5. Agent ergonomics: dry-run, self-describing help, structured errors, I/O discipline
Copy Markdown View SourceDate: 2026-05-29 Status: Accepted
Context
Pixir is built by agents as much as it is for them. The model drives tools, and agents (including a fresh one with no prior context) drive the CLI and the dev scripts. When a command's behaviour, arguments, or failure mode is opaque, the agent guesses — it runs destructive actions to "see what happens", invents flags, or pastes raw, unbounded output back into the model where it burns tokens and derails the Turn.
Two recurring failure modes motivate this decision:
- No safe preview. A tool/command with side effects can only be understood by running it. There is no way to ask "what would you do?" first.
- Ambiguous I/O. It is unclear what text is meant for the model, what is meant for the human at the terminal, and what is pure diagnostics. Everything collapses onto stdout, so the model ingests prompts/spinners/log noise and the human sees raw JSON.
This is a cross-cutting contract over the Tool behaviour (ADR 0001's Executor), the Event/Log envelope (ADR 0004), and the CLI (build step 8). It costs us nothing to adopt now and is expensive to retrofit.
Decision
Every Pixir tool, CLI command, and dev script obeys four rules.
1. Dry-runnable
Anything with side effects (writes, shell, network, file mutation) supports a dry-run that reports the planned action and the resources it would touch, performs no mutation, and returns success.
- CLI / scripts: accept
--dry-run. - LLM-facing tools: the Executor honours a
dry_runflag (per-call arg and/or a Turn-level mode). In dry-run a tool returns a structured plan (e.g.%{would: :write, path: ..., bytes: ...}) instead of acting. - Read-only tools are trivially dry-run (they have no effect to suppress).
2. Self-describing for a fresh agent
A caller with zero context can discover capabilities without reading source.
- CLI:
pixir helpandpixir <cmd> --helpprint usage, every flag, and at least one example. Subcommands are individually discoverable. - Tools:
__tool__/0is the help — a complete name, description, and JSON schema (required/optional args, types). Descriptions are written for a fresh agent. - Help text is plain and example-led; no hidden flags.
3. Structured errors
Failures are data, not just prose.

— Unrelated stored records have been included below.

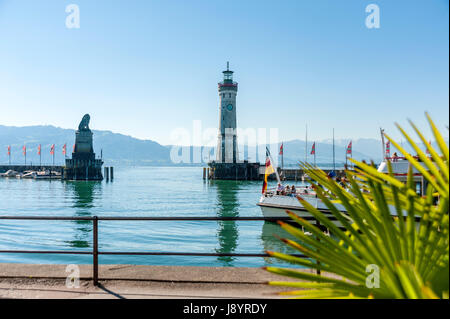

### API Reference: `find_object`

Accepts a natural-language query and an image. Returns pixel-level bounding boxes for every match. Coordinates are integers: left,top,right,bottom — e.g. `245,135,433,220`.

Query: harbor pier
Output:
0,165,64,173
203,166,345,182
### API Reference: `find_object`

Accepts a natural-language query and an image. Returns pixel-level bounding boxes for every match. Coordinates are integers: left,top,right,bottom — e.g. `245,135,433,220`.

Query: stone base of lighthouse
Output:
208,161,261,181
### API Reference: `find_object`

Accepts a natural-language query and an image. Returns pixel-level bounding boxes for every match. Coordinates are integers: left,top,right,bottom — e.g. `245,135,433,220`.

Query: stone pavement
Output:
0,263,316,299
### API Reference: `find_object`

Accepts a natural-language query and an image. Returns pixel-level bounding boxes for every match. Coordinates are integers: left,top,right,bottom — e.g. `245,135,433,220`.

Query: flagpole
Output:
333,128,336,173
266,146,281,184
313,142,316,167
305,124,308,163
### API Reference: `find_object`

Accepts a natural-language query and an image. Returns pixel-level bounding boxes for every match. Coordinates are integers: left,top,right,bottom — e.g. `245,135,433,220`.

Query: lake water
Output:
0,167,306,267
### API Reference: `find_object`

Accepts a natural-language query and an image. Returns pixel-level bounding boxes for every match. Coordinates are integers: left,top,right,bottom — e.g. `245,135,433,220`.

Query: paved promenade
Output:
0,263,314,299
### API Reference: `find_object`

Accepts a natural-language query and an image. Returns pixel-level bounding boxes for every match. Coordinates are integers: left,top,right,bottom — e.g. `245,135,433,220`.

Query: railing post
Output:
92,216,98,286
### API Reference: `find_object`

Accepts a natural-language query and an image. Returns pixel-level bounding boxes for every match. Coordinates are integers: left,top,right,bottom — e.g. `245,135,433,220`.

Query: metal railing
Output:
0,216,315,286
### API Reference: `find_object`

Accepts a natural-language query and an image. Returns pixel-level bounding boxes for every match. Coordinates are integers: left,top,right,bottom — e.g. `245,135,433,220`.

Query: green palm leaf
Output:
266,114,449,298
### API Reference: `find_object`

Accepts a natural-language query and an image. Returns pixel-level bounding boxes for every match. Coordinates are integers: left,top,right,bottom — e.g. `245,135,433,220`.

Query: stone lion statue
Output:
78,114,91,131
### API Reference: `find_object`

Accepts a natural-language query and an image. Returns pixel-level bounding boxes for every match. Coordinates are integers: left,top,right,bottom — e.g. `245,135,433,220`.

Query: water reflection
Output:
66,181,101,248
210,181,239,266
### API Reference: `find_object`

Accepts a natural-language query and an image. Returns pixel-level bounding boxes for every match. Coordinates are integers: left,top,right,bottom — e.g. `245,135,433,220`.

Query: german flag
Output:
262,149,275,194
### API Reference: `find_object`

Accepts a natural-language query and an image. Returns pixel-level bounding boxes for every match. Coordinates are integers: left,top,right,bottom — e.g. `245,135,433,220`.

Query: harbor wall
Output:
0,165,64,173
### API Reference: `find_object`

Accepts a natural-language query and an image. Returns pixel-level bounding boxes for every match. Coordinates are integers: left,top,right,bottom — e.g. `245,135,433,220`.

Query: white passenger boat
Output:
257,157,426,226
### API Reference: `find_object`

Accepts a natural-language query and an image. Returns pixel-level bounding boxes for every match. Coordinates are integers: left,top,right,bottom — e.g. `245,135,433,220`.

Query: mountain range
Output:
0,125,436,166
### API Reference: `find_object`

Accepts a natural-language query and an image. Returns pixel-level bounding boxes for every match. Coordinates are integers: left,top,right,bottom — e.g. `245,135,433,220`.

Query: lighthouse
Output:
208,62,260,180
216,62,238,163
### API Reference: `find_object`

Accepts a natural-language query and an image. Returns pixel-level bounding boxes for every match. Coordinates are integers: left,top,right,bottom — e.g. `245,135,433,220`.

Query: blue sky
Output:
0,0,449,144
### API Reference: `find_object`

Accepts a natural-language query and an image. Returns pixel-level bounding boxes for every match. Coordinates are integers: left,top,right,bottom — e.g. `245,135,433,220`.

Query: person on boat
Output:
286,185,291,195
291,185,297,196
277,183,284,195
392,152,398,162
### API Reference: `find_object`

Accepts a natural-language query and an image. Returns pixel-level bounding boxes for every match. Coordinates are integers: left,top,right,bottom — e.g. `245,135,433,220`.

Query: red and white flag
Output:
311,142,316,155
347,141,352,154
427,141,431,155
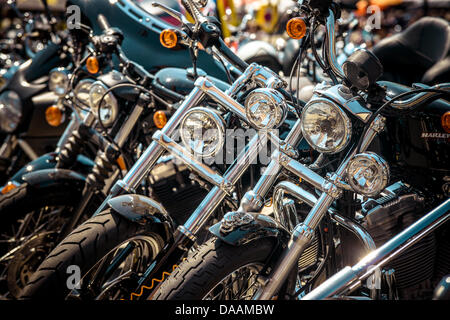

Internally functions return {:error, reason};
at every boundary that an agent or the model reads, the error serialises to a stable
envelope:
%{ok: false, error: %{kind: atom_or_string, message: human_string, details: map}}kind is a small, stable, documented vocabulary (e.g. :outside_workspace,
:not_found, :invalid_args, :timeout) so callers can branch on it. The canonical
enumeration is Pixir.Tool.kind/0 — the single source of truth; adding a kind is a
deliberate change there. CLI commands exit non-zero on error and emit the same envelope
on the diagnostic channel; successful machine output stays clean.
Deliberate divergence — a nonzero shell exit is not an error. A bash command that
runs and exits nonzero (e.g. grep finding nothing → exit 1) returns a successful tool
result %{"output", "exit_code", "ok" => false}, not an error envelope — the tool did its
job, and the model needs the output and code to reason (treating a no-match as a failure
would derail Turns). So there is no :nonzero_exit kind; branch on exit_code/ok within
the result instead.
4. I/O channel discipline — be deliberate about what reaches the LLM
Three distinct channels, never conflated:
- Model channel — the
tool_resultpayload folded into History and sent to the model (ADR 0004). It is curated and token-bounded: large output is truncated with an explicit marker (e.g.…[truncated N of M lines]), never raw-dumped. No ANSI, spinners, or prompts. - Human channel (stdout) — rendered, human-facing output produced by the Renderer (build step 9) from bus events. Formatting lives here.
- Diagnostic channel (stderr / Logger) — debug and operational noise. Never seen by the model and not part of any tool result.
Input is equally explicit: a one-shot prompt comes from argv or, when piped, from
stdin; a tool never silently reads stdin. Each tool documents which streams it
consumes and produces.
Consequences
- Safer autonomy. Agents can preview destructive actions; dry-run is the natural
first probe and pairs with the deferred
:askpermission gate when it lands. - Faster cold starts. A fresh agent orients via
--help/__tool__/0instead of reading the codebase or trial-and-error. - Branchable failures + cheaper Turns. Stable
kinds let the loop react programmatically; bounded model-channel output keeps Turns from blowing the context window on log spew. - Cost / obligations.
- Every new tool and command must implement dry-run, help, the error envelope, and declare its streams — enforced in review (and ideally a shared test helper).
- The
kindvocabulary is a curated, documented set; adding one is a deliberate change. - Truncation policy (limits, marker format) is a tunable knob, decided in code alongside the Executor.
- The
Pixir.Toolbehaviour and Executor (build step 6) and the CLI (step 8) are the enforcement points; this ADR is their acceptance criteria.